I have some questions regarding EM wave amplitudes. There are some other posts in the past regarding this and some people replied by saying that amplitude of a light wave is equal/close to wavelength of the wave. This is deduced from the fact that light wave with a certain wavelength does not pass through holes smaller than the wavelength, so the amplitude should be somewhat near. If this is even approximately true, then linear wave equation should not be valid for light waves since its derivation assumes small displacements/gradients in the transverse direction. For large amplitudes relative to wavelength, the displacement gradient can reach large values.
Of course i must be missing something here, E0 and B0 do not have length units, or do they?
Any ideas?

2. Jan 16, 2009

### Emreth

Ok I have to rephrase this because its wrong the way I put it. There's no transverse displacement, but rather extent of E and B fields.
Let me say, E field gradient gets large or not?Prob not i presume if E0 is really small. Is that the case?Although the spatial extent of the field is comparable to wavelength, the actual field gradient is very small.Is that it?

3. Jan 16, 2009

### Staff: Mentor

Wavelength is measured in units of length (meters, etc.). The amplitude of an electromagnetic wave is measured either in volts per meter if you're looking at the electric part of the wave, or in tesla if you're looking at the magnetic part. Either way, the amplitude is a completely different type of quantity from the wavelength, and it makes about as much sense to compare their sizes as it makes sense to compare the size of a color and an odor.

Bingo!

4. Jan 16, 2009

### Emreth

ehe i corrected that before you posted, beat you by 3 mins

5. Jan 16, 2009

### Staff: Mentor

Yeah, now I see what you posted. That sort of thing happens a lot around here. :yuck:

So now you're thinking of the "width" of the wave in terms of the amplitude (as measured in appropriate units) falling off as you go away from the centerline or axis of the wave? In that case, from a classical point of view, that's basically determined by the source of the wave (size of the aperture in the source). It isn't connected with the wavelength except if you make the aperture small enough that diffraction effects become important. When you get to that point, the "width" of the beam spreads out over an angular range corresponding to the first minimum in the diffraction pattern.

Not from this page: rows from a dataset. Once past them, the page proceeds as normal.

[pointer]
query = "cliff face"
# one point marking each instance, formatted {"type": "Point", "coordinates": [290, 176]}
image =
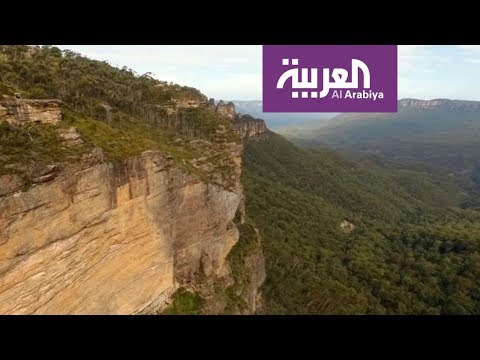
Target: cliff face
{"type": "Point", "coordinates": [21, 111]}
{"type": "Point", "coordinates": [226, 109]}
{"type": "Point", "coordinates": [113, 238]}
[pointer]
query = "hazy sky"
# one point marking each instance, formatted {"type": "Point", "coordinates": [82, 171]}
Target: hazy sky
{"type": "Point", "coordinates": [234, 72]}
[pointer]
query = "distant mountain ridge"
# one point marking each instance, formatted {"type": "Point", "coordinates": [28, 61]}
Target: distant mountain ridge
{"type": "Point", "coordinates": [438, 133]}
{"type": "Point", "coordinates": [443, 104]}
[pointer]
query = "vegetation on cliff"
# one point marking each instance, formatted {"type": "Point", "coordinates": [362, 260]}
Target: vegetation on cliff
{"type": "Point", "coordinates": [413, 251]}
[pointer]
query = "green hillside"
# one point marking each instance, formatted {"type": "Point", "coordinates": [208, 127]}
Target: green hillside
{"type": "Point", "coordinates": [412, 251]}
{"type": "Point", "coordinates": [116, 110]}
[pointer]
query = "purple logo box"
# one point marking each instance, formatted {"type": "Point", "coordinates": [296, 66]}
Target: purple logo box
{"type": "Point", "coordinates": [330, 78]}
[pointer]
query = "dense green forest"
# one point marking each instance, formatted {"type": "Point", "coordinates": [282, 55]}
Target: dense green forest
{"type": "Point", "coordinates": [412, 251]}
{"type": "Point", "coordinates": [341, 235]}
{"type": "Point", "coordinates": [116, 110]}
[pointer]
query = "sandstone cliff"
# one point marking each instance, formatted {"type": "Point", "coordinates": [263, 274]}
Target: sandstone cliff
{"type": "Point", "coordinates": [226, 109]}
{"type": "Point", "coordinates": [113, 238]}
{"type": "Point", "coordinates": [252, 128]}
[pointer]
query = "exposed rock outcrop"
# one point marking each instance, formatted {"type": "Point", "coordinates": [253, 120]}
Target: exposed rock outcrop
{"type": "Point", "coordinates": [71, 136]}
{"type": "Point", "coordinates": [113, 238]}
{"type": "Point", "coordinates": [250, 127]}
{"type": "Point", "coordinates": [21, 111]}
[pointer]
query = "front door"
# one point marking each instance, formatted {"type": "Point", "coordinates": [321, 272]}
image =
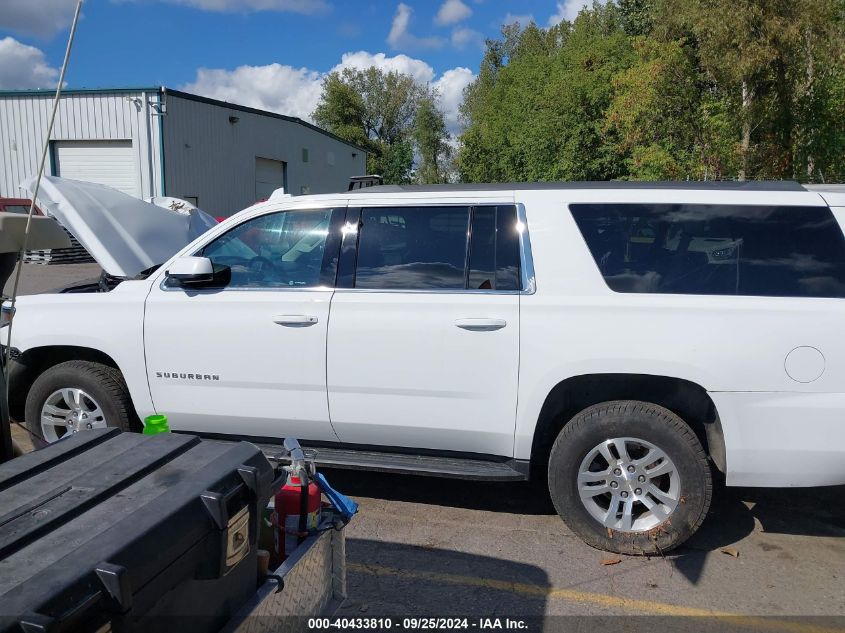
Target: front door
{"type": "Point", "coordinates": [249, 358]}
{"type": "Point", "coordinates": [423, 346]}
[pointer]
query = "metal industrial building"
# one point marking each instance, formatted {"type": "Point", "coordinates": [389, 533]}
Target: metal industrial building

If you're thinking of single photons, I don't think it's meaningful to consider photons as having a particular size, either along the direction of propagation or transverse to it. Photons are quanta of energy of the electromagnetic radiation field, and position doesn't enter into their description in QED (or so I understand from postings by others who know more about QED than I do).

6. Jan 16, 2009

### Emreth

No i'm not interested in photons. What i'm wandering is if its really valid to use the linear wave equation?

7. Jan 17, 2009

### Emreth

Anybody?

8. Jan 17, 2009

### Staff: Mentor

What do you mean by "linear wave equation?" If you mean the differential wave equation

$$\nabla^2 \vec E = \frac{1}{c^2} \frac{\partial^2 \vec E}{\partial t^2}$$

and the identical equation for $\vec B$, they can be derived from Maxwell's Equations, as was first done by Maxwell himself.

These are linear differential equations whose solutions obey the principle of superposition.